Na Quadra de Cima / Crônica do Cotidiano


Na Quadra de Cima / Crônica do Cotidiano

     Foi na quadra de cima de onde eu estava. Caminhava eu em direção à panificadora quando os gritos começaram.
     _Ladrão! Ladrão!
     Numa atitude completamente idiota parei na hora, no meio da quadra anterior, de onde eu não conseguia enxergar direito o que acontecia.
     Ouviu-se um tiro, mas ninguém na quadra de cima caiu no chão.
     _Um vagabundo desses merecia é um tiro certeiro, alguém gritou.
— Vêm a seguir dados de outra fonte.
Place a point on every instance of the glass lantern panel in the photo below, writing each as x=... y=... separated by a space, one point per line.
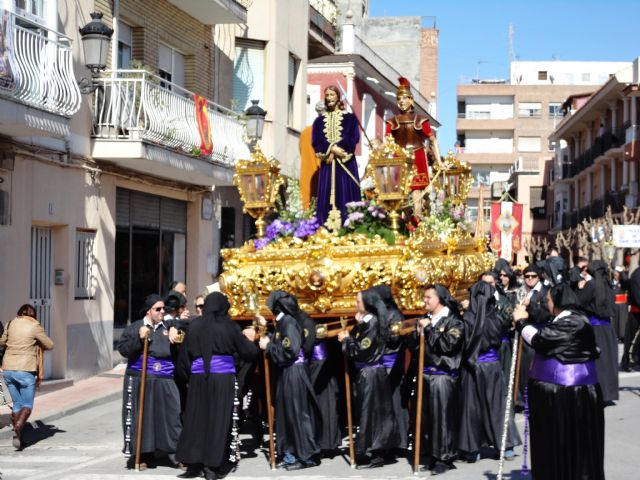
x=388 y=178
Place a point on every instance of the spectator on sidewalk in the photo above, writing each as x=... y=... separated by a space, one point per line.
x=23 y=339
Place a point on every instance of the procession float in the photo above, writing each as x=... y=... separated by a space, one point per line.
x=380 y=242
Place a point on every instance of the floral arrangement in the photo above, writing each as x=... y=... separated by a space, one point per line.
x=293 y=220
x=445 y=215
x=367 y=218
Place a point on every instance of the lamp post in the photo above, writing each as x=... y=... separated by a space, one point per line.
x=391 y=170
x=258 y=180
x=96 y=36
x=255 y=122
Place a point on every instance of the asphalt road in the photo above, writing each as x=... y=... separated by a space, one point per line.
x=87 y=444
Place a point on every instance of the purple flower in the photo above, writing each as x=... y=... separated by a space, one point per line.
x=261 y=242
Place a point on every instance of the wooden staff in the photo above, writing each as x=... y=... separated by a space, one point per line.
x=416 y=448
x=143 y=379
x=267 y=383
x=347 y=387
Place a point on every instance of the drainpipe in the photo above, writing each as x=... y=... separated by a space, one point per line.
x=116 y=34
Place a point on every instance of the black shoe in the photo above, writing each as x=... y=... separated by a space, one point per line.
x=375 y=462
x=209 y=474
x=440 y=467
x=224 y=470
x=295 y=466
x=192 y=472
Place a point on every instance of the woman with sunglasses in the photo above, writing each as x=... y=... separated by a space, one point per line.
x=535 y=302
x=161 y=418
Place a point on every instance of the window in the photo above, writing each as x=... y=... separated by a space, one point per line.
x=529 y=144
x=30 y=8
x=529 y=109
x=125 y=43
x=84 y=264
x=555 y=109
x=294 y=64
x=248 y=74
x=170 y=66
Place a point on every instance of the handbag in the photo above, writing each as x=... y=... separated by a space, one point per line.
x=5 y=395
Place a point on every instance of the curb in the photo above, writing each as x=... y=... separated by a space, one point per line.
x=6 y=432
     Olhei em volta e mais alguns transeuntes estavam parados, aguardando os acontecimentos, mas ninguém correu para a quadra de baixo, a não ser os pedestres que estavam aguardando a vez de atravessar a rua. Esses pedestres correram para atravessar a rua.
     O alarme de um carro estacionado na quadra de cima disparou. Alguém entro e saiu do carro, mas não o levou.
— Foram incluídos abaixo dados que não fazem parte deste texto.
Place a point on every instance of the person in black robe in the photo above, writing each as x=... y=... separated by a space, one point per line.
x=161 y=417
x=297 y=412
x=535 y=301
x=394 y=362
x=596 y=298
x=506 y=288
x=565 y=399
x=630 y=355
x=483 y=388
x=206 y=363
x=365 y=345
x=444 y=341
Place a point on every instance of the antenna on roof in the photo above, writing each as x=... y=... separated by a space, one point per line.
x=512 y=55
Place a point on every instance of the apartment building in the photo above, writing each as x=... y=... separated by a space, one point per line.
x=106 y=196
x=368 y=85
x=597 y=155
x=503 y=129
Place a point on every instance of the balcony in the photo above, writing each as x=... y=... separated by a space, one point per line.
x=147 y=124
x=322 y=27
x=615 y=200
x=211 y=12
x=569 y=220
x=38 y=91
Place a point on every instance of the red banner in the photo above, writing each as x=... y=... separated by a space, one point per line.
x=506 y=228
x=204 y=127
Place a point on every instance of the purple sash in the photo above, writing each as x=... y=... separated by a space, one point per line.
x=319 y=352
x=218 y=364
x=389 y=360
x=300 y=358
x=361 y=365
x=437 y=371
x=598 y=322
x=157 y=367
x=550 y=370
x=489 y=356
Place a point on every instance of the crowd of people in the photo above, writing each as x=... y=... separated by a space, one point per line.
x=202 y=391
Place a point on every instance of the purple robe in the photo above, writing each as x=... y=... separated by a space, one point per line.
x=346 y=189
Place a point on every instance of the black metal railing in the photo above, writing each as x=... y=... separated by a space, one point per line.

     A sorte dos pedestres da quadra de baixo foi que o nominado ladrão resolveu fugir pela quadra de cima da quadra de cima.
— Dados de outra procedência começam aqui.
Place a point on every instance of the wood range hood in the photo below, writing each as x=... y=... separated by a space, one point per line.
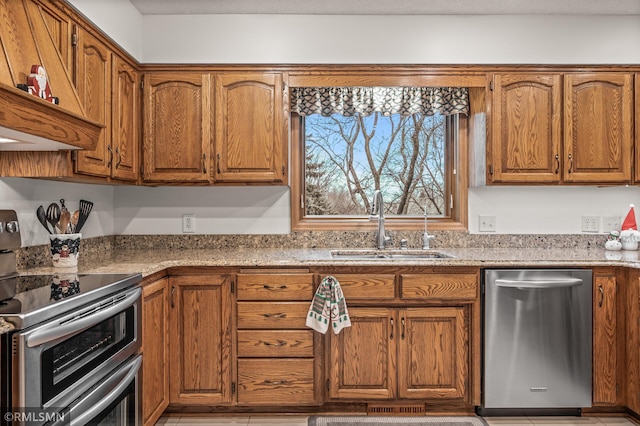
x=33 y=123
     E, agora, pensando adequadamente, eu feito uma estátua olhando para a quadra de cima, e isso do meio da quadra de baixo e do meio da calçada. Acho que fiquei com falta de raciocínio.
     Parece que os funcionários dos estabelecimentos da quadra de cima saíram à rua porque eram umas dez pessoas gritando ladrão. Ninguém gritou "pega ladrão", mas simplesmente ladrão.
     Consegui sair da posição de estátua assim que os gritos pararam e ouvia-se apenas um rumor da quadra de cima.
     Fui até a panificadora e perguntei o que era aquela gritaria.
     A resposta foi coincidente com a minha perspectiva:
     _Ouvimos a gritaria, mas não saímos para ver, mas ficamos atentos ao movimento dos fregueses.
     Ainda bem que foi na quadra de cima, porque eu fiquei feito idiota na quadra de baixo, se bem que não houvesse nem um lugar para entrar, a menos que eu andasse na direção contrária, mas seria complicado e perigoso; tinha um ladrão na rua.
     Comprei os pães e voltei para casa. Perplexa.